Depuis la fondation d’Halifax en 1749, de nombreux habitants de religion protestante4 vinrent s'établir en Nouvelle-Écosseet les Acadiens et les Acadiennes devenaient moins utiles pour l'agriculture. C'est alors qu'en juillet 1755, Charles Lawrence, lieutenant-gouverneur de la Nouvelle-Écosse, convoqua son Conseil et, le 28 juillet 1755, on informa les délégués acadiens réunis à Halifax qu'il fallait qu'ils prêtent désormais un serment de fidélité « inconditionnel ». Devant le refus anticipé des délégués acadiens, Lawrence et son Conseil entamèrent le plan d'exécuter la déportation du peuple acadien, ce qui allait durer huit années, de 1755 à 1762. Ce plan avait déjà été décidé à l'avance tel qu'on l'apprend dans le procès-verbal de la séance du Conseil du 28 juillet 1755 où il est écrit : as it had been before determined to send all the French Inhabitants out of the Province".
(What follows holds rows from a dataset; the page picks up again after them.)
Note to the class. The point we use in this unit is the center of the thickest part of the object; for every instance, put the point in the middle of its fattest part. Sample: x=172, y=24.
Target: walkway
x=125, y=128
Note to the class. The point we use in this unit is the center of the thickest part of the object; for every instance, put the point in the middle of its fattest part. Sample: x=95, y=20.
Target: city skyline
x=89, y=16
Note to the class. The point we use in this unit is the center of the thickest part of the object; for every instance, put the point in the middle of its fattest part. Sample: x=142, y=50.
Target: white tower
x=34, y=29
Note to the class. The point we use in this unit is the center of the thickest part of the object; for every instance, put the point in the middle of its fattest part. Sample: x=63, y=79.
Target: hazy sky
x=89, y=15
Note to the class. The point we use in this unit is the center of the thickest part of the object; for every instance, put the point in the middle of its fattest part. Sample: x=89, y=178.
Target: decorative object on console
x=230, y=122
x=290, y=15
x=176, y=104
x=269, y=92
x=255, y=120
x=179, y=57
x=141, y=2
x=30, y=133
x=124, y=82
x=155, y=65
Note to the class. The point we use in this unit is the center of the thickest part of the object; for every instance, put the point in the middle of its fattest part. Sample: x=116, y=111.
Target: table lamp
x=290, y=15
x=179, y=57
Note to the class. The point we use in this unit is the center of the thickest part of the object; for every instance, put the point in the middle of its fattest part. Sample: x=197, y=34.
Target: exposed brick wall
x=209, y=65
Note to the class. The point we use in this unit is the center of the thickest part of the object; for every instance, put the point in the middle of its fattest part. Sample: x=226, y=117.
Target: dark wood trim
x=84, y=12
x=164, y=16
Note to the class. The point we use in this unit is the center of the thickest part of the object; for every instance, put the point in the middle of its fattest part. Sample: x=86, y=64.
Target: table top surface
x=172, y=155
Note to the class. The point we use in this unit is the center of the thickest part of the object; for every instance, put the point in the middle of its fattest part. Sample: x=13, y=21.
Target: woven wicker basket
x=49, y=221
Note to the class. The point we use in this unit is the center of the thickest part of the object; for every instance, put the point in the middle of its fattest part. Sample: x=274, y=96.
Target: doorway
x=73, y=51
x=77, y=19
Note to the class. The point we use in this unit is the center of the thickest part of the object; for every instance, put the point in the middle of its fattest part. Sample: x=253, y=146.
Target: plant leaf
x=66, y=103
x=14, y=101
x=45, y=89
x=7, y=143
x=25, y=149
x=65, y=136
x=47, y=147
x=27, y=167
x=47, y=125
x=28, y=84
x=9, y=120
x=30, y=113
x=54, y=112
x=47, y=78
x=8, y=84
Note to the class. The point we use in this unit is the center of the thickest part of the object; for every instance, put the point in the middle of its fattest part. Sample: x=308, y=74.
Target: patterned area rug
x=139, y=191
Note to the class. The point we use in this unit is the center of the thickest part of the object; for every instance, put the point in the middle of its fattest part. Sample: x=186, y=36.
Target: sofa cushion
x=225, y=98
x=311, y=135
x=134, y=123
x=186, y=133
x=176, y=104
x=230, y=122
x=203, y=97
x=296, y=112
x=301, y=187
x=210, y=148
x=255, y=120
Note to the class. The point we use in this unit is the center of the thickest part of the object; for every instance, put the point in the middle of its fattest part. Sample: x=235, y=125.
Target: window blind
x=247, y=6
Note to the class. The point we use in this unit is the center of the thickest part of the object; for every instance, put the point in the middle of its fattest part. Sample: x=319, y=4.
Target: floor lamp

L'exécution même de ce qui avait été auparavant décidé eut lieu au mois d'août 1755. Les hommes sont capturés, emprisonnés; les embarcations confisquées, le bétail et les récoltes saisis, les routes surveillées. Le 11 août 1755, Monckton, ancien député à la Chambre des communes britannique, convoque 400 hommes à Beaubassin et les fait emprisonner. Le 5 septembre, 418 Acadiens sont rassemblés dans l'église de Grand-Pré et Winslow leur transmet les ordres de l’exécution de la Déportation tels que fignolés par Lawrence. C'est le 10 septembre qu'aurait eu lieu l'un des premiers embarquements à bord des 46 bateaux qu'avaient fournis les armateurs du Massachusetts. Une véritable chasse à l'homme ainsi commençait : « ce fut le plus grand génocide politique, linguistique et même religieux de l’histoire canadienne ».5

La dispersion des Acadiens voit environ 10 000 Acadiens et Acadiennes transportés contre leur gré dans neuf colonies anglo-américaines de la côte est de l'Amérique, l'objectif étant de les disperser au maximum afin d'éviter qu'ils ne se regroupent et constituent une menace ou un obstacle pour le colonialisme britannique en Amérique du Nord. Un sort particulier a été réservé aux 1 500 Acadiens et Acadiennes déportés en 1755 en Virginie. Ils furent refoulés vers l'Angleterre au printemps de 1756. Après sept années en Angleterre (Liverpool, Southampton, Penryn, Bristol...), ils furent « récupérés » par Louis XV en 1763. Sur le sol français, les rescapés acadiens de l'Angleterre retrouvèrent 2 000 de leurs compatriotes arrivés à la suite de la chute de Louisbourg et de la reddition de l'Isle Royale et de l'Isle Saint-Jean. De Boulogne à Bordeaux, 3 000 Acadiens et Acadiennes furent disséminés pendant près de 25 ans jusqu'en 1785 alors que plusieurs d'entre eux décidèrent de descendre vers la Louisiane. Plusieurs furent installés avec succès à Belle-Île-en-Mer tandis que d'autres avec insuccès au Poitou alors confronté à de multiples difficultés socio-économiques.6 La déportation de 1755 a eu un impact considérable sur la population et l'économie de l'Isle Saint-Jean alors que quelque 2 000 Acadiens et Acadiennes réussirent à s'échapper des militaires britanniques en Nouvelle-Écosse.7

La Déportation de l'Isle Saint-Jean, 1758

L'année 2008 va représenter pour les Acadiens et les Acadiennes de l’Île-du-Prince-Édouard, le 250e anniversaire de l'événement déterminant de leur histoire, c'est-à-dire la déportation de 1758. Rares sont ceux qui savent que cette seconde vague de déportations fut la cause d'une aussi longue errance que celle qui débuta en 1755. Rares sont ceux qui savent que le plus grand mouvement de migration sur le Mississippi au 18e siècle comprenait des Acadiens arrivant de Nantes (France) dont au moins un tiers aurait été déporté en France à partir de l'Isle Saint-Jean.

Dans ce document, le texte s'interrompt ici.